Ich habe seit kurzen einen neuen Freund, der einen Sohn von 14 Jahren hat, der regelmäßig zu besuch bei ihm ist.
Mein Freund hat mir erzählt, dass er sich große Sorgen um ihn macht, da er jeden nichtbekannten Kontakt vermeidet-mit niemanden fremdes redet, nie in die Augen schaut u.s.w. ich dachte einfach, er wäre schüchtern. nun habe ich ihn gestern kennengelernt und weiß nun nicht mehr weiter. er hat mich absolut gemieden udn nicht nur das, er ist vor mir weggelaufen, hat sich im bad eingesprerrt, damit er mir nicht über den weg läuft er hat kein wort mit mir geredet. es war eine ganz schwierige situation. ich bin dann auch relativ schnell gegangen um ihm nicht den streß weiter auszusetzen. er hat  immer die flucht ergriffen.
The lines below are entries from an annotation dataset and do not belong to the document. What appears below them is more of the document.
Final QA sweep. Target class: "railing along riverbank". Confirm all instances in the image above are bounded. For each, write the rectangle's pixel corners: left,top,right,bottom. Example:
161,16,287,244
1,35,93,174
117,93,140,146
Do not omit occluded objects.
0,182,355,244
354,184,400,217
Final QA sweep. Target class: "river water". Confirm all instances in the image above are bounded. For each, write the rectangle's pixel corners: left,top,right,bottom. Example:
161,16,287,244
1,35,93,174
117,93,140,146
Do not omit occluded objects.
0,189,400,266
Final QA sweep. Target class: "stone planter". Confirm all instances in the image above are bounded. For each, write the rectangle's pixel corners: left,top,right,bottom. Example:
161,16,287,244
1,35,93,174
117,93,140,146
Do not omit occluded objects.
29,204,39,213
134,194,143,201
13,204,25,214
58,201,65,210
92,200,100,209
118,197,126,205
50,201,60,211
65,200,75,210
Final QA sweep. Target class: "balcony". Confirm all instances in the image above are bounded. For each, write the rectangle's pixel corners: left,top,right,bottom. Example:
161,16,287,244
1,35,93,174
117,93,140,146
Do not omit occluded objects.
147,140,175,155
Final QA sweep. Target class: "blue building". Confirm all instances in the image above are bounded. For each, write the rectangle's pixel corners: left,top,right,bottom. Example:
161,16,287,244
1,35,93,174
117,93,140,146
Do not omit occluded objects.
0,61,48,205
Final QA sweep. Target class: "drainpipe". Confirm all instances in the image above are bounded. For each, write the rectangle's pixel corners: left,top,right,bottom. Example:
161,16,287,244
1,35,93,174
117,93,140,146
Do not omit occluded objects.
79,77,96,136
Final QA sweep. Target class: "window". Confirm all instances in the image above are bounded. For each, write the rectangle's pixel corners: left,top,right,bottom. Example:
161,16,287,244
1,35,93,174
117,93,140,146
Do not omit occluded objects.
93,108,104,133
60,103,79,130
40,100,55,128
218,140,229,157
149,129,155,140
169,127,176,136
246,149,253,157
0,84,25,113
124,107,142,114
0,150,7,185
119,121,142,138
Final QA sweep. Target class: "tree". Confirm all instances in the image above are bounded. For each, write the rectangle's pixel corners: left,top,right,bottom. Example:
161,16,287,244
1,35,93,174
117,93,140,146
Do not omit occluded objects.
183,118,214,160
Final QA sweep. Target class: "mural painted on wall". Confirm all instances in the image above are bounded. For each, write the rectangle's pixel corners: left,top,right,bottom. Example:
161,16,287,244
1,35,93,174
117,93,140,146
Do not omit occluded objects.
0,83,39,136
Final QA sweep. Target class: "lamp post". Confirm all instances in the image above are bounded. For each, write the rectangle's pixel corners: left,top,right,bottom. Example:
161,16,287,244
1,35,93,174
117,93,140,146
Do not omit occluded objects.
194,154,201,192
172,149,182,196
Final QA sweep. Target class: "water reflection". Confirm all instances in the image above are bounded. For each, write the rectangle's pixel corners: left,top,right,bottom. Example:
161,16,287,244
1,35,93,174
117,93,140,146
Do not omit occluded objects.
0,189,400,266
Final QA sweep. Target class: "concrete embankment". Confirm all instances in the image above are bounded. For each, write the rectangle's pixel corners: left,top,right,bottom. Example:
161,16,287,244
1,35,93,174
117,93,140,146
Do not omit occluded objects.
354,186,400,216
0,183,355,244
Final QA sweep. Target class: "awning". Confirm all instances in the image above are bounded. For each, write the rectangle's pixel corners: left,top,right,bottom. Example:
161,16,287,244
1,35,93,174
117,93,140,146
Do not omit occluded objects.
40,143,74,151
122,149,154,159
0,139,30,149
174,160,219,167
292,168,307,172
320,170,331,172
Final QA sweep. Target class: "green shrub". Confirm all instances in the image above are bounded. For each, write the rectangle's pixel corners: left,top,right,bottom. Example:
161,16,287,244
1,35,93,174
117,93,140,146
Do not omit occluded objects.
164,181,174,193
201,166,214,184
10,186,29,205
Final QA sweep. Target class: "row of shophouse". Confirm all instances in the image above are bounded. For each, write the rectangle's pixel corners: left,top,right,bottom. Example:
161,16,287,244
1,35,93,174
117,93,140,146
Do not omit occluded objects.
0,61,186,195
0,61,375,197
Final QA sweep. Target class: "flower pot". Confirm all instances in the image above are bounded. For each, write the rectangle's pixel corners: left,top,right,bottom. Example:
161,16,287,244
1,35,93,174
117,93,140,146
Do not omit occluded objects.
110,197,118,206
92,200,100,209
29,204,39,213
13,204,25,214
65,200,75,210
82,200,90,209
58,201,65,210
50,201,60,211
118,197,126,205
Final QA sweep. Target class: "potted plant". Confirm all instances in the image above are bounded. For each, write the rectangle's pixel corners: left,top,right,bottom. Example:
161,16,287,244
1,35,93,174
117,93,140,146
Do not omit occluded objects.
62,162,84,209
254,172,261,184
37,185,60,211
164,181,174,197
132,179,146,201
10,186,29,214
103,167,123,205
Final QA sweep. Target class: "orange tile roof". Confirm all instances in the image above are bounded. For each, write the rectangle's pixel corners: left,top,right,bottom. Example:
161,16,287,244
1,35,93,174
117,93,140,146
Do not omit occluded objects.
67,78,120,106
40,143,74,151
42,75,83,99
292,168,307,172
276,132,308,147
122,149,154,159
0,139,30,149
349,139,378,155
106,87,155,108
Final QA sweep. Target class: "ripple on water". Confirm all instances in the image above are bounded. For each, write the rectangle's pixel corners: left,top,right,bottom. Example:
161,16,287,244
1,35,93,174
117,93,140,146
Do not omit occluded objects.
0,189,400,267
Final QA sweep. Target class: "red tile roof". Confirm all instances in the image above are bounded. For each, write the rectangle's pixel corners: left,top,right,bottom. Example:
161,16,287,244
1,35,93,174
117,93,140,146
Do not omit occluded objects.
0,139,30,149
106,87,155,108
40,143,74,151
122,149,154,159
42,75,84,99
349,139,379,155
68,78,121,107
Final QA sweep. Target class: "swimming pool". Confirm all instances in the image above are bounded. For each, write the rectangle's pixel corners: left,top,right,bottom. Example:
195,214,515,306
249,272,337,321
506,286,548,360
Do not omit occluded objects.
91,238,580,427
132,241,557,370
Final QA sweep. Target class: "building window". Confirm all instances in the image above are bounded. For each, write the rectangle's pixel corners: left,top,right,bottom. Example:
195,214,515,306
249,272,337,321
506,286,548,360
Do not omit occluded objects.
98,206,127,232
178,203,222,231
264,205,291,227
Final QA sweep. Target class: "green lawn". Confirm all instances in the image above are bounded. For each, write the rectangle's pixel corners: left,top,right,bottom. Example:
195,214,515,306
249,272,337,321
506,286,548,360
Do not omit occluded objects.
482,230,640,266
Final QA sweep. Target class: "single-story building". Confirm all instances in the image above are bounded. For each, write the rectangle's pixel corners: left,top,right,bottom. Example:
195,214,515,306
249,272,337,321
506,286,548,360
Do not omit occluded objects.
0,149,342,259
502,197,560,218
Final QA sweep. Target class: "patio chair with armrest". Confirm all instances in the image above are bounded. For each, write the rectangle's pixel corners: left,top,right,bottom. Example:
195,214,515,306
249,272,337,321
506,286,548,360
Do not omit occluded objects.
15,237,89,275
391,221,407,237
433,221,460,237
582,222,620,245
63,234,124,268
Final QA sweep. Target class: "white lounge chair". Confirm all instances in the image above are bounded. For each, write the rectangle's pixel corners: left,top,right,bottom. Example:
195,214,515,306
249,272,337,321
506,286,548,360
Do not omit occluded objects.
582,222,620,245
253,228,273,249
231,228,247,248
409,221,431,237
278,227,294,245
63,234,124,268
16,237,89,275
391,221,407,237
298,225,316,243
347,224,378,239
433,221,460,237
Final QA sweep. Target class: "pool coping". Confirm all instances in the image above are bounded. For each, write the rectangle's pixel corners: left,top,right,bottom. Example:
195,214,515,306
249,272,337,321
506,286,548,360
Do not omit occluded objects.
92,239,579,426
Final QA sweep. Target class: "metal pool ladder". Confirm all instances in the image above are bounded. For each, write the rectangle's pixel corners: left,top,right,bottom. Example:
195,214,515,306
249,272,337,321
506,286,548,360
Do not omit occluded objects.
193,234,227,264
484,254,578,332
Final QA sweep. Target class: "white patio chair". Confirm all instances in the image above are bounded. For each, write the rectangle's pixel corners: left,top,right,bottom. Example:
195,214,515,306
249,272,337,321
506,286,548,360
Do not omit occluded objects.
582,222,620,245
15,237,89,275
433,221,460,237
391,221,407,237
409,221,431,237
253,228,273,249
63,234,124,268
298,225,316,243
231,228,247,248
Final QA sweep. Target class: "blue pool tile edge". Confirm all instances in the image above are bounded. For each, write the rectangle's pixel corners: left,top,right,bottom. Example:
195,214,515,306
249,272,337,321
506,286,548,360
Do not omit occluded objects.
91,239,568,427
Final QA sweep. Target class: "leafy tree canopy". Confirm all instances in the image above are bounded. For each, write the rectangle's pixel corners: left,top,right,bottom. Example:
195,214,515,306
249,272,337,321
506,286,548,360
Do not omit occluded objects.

nun zu meiner frage, wie soll ich mich am besten verhalten, eher den kontakt vorsichtig suchen oder eher vermeiden. ich meinen er gehört einfach zu der familie meines freundes dazu und ich möchte mich sehr gern gut mit ihm verstehen, aber seit gestern weiß ich nicht, wie ich dass zustande bringen soll.
Eine Psychotherapie für ihn strebt mein freund schon an.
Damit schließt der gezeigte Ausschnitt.